Although Wolf says that he tried to ease into the job, within days he began publicly stating new goals for the PDC. He wanted to make what had been a real-estate-driven entity--dependent on showroom leases and appreciating land values--more of a cultural nexus for design and related fields.

He suggested bringing an art school to the premises (a deal now in negotiations), as well as a culinary institute and a design school. He asked that signs be rewritten in four languages: English, Spanish, Chinese and Japanese, to emphasize the multicultural design industry. And promising designers were given spaces for nominal rent to display their work.

Wolf, who calls himself a cultural entrepreneur, looks at the changes as a way to not only weave the city's diverse elements into a common thread, but also to entice residents and tourists. "If you put the products of life into this building, it will come to life," Wolf says.

He also immediately began to redraw plans for the center's premier event, the annual WestWeek convention of 25,000 design professionals, arguing that it amounted to "a nice reception" without lasting significance. "I want people to be profoundly moved, given the money we spend on it," he says.

Possibilities for next year's agenda include a mini-convention within the larger one focusing on Mexican design, architectural excursions and helicopter tours of the city.

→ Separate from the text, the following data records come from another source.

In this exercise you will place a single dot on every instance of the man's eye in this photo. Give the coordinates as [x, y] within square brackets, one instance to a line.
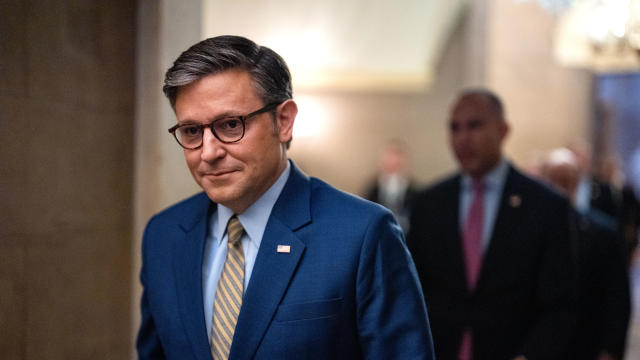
[190, 130]
[228, 124]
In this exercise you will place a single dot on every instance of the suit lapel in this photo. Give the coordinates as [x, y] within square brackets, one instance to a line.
[273, 270]
[507, 219]
[451, 230]
[188, 274]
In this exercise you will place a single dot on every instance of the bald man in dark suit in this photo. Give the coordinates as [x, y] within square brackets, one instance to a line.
[492, 249]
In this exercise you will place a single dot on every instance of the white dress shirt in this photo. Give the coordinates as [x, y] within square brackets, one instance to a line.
[494, 184]
[254, 221]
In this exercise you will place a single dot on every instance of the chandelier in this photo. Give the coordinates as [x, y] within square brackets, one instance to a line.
[599, 34]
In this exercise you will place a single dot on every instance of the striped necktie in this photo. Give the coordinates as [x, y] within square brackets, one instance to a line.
[472, 248]
[228, 299]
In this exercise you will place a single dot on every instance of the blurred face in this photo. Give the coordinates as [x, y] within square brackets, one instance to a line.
[564, 178]
[476, 133]
[237, 174]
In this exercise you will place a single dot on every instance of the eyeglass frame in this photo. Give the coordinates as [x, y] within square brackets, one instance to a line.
[243, 118]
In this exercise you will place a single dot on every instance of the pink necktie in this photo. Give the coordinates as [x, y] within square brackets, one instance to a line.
[473, 253]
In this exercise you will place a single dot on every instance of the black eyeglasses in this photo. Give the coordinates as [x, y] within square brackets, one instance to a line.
[228, 129]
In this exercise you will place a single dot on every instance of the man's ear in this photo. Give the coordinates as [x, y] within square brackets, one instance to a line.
[286, 116]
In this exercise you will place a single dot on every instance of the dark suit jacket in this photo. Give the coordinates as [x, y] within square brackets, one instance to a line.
[604, 296]
[524, 295]
[347, 290]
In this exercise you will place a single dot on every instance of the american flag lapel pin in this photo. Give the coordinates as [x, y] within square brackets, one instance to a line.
[515, 201]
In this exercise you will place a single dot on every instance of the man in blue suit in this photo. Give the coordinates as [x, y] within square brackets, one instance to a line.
[267, 263]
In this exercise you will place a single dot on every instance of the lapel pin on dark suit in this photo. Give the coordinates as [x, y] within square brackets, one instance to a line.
[515, 201]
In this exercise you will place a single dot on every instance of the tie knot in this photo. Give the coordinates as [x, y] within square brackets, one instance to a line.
[478, 185]
[234, 230]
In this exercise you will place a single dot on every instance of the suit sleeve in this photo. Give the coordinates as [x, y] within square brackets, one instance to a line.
[556, 290]
[148, 343]
[617, 300]
[391, 313]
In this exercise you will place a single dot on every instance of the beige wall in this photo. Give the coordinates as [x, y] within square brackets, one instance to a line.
[66, 121]
[547, 105]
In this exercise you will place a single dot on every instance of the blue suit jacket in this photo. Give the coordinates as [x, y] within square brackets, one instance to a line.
[347, 290]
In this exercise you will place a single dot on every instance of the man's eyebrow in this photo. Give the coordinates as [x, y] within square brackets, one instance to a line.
[209, 120]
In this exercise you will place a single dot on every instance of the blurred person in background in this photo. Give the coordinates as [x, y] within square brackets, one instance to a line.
[491, 248]
[592, 191]
[393, 186]
[604, 299]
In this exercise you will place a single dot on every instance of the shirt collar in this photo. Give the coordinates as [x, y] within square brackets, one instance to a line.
[254, 219]
[494, 179]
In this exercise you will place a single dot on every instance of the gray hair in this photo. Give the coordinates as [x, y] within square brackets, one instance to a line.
[269, 72]
[491, 98]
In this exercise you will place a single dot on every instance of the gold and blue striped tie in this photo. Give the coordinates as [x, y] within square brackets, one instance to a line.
[228, 299]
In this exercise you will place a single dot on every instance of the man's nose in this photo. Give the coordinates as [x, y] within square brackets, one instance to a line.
[212, 148]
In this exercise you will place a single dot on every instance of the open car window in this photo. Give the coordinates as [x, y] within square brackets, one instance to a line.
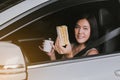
[30, 36]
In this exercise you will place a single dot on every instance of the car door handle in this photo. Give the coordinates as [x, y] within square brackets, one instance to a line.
[117, 73]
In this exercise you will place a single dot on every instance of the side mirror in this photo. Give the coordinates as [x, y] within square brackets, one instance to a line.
[12, 63]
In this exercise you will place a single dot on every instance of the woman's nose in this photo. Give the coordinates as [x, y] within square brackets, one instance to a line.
[81, 30]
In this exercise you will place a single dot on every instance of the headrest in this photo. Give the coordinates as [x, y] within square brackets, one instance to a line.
[105, 18]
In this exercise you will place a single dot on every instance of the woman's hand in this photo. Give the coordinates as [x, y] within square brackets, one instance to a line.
[67, 50]
[51, 54]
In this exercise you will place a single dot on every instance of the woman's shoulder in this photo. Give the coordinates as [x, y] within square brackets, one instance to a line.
[92, 51]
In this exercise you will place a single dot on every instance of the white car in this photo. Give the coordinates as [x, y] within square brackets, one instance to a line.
[24, 24]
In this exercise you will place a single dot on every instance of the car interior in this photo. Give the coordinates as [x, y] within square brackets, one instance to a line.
[31, 36]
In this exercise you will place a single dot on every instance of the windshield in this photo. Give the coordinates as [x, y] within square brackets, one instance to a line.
[4, 4]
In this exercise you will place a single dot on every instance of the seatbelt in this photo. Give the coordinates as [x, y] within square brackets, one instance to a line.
[103, 39]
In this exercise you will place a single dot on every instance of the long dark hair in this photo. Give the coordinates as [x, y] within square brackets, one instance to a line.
[93, 25]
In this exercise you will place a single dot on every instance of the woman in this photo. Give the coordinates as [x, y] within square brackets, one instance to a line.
[85, 32]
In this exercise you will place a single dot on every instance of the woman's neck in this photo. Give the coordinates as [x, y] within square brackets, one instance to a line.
[77, 48]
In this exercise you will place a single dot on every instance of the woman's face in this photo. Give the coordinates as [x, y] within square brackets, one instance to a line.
[82, 31]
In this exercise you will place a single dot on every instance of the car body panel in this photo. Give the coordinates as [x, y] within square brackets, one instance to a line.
[101, 67]
[97, 68]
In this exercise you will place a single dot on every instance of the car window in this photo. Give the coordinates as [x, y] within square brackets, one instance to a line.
[32, 35]
[4, 4]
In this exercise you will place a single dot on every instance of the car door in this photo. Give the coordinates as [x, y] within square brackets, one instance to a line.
[31, 27]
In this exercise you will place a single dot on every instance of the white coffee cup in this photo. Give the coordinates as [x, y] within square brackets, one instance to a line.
[47, 45]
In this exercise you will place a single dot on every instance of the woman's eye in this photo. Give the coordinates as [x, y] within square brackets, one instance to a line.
[85, 28]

Wolf's need to invent and fine-tune seems inexhaustible. On a typical afternoon, he moves from project to project. One of them, DesignPlace, will house four new showrooms, a folk art and craft museum, a cappuccino bar and a display of futuristic design. "Our attempt to shake hands with the public," Wolf explains.

Talk then turns to the possibility of enticing the Nashville-based Home & Garden channel to base its Western operations at the center. Travel agents soon enter to discuss packaging of center-sponsored vacations to England to visit antique shops and fashion and design houses. The announcement of that tour, Wolf muses, could come during L.A.'s two-month UK/LA celebration (which started Sept. 7 and ends Nov. 14), during which Prince Charles might deliver a talk for children on architecture at the PDC.